03 November 2015

65557 views

73 0

Questions About CUBE, ROLLUP and GROUPING SETs That You Were Too Shy to Ask

There are few parts of SQL Syntax as familiar as the GROUP BY clause of the SELECT statement. On the other hand, CUBE and ROLLUP remain mysterious despite their usefulness and GROUPING SET is positively arcane, especially if you are too shy to reveal your ignorance of the subject by asking!

Eh? What are GROUPING SET, CUBE and ROLLUP in SQL?
Why would ROLLUP or CUBE be useful to me?
Are these standard SQL or are they a Microsoft-only thing?
Can I exclude one or more columns from the ROLLUP?
What are GROUPING SETs then? Should I know about them?
Why would we want to combine columns in any aggregation?
Is there more to GROUPING SETS than a way of doing ‘à la carte’ CUBEs?
Why are the functions Grouping() and Grouping_ID() provided?

1. Eh? What are GROUPING SET, CUBE and ROLLUP in SQL?

CUBE, ROLLUP and GROUPING SET are optional operators of the GROUP BY clause of the SELECT statement for doing reports with large amounts of information. They allow you to do several GROUP BY operations in one statement, potentially saving a lot of time and computational effort. They can provide all the information needed for reporting, including totals, whilst giving good performance over large tables, and helping the Query Optimiser devise a good execution plan.

The extra ‘super-aggregate’ rows provide summary values, thereby allowing you to have several ‘aggregations’ such as SUM() or MAX() within the one result. The NULLs within these rows in the result are intended to mean ‘all’ rather than ‘unknown’. It allows you to get all the aggregations you need in one pass through the table. Because of the presence of extra rows in the results, extra functions GROUPING() and GROUPING_ID() are provided to indicate these extra ‘super-aggregate’ rows, and which columns are being aggregated.

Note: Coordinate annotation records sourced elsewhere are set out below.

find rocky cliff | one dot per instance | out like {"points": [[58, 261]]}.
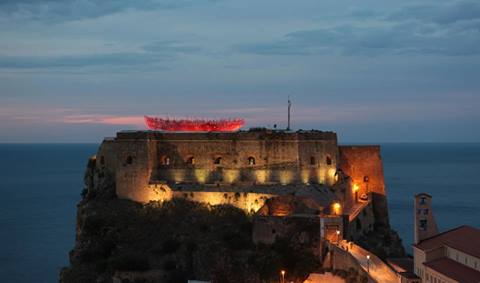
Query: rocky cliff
{"points": [[123, 241]]}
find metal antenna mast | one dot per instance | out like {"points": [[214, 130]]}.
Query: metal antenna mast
{"points": [[289, 106]]}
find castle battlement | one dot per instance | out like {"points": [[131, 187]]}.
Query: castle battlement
{"points": [[152, 165]]}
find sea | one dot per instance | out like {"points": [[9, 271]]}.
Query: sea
{"points": [[40, 185]]}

This makes a great deal of sense if you have an application that needs to run several reports without extra computation or without going back to the database: You have everything you need in one result.

Take this standard example of a ROLLUP (I’m using AdventureWorks 2012 here)..

SELECT t.[Group] AS region, t.name AS territory, sum(TotalDue) AS revenue,

datepart(yyyy, OrderDate) AS [year], datepart(mm, OrderDate) AS [month]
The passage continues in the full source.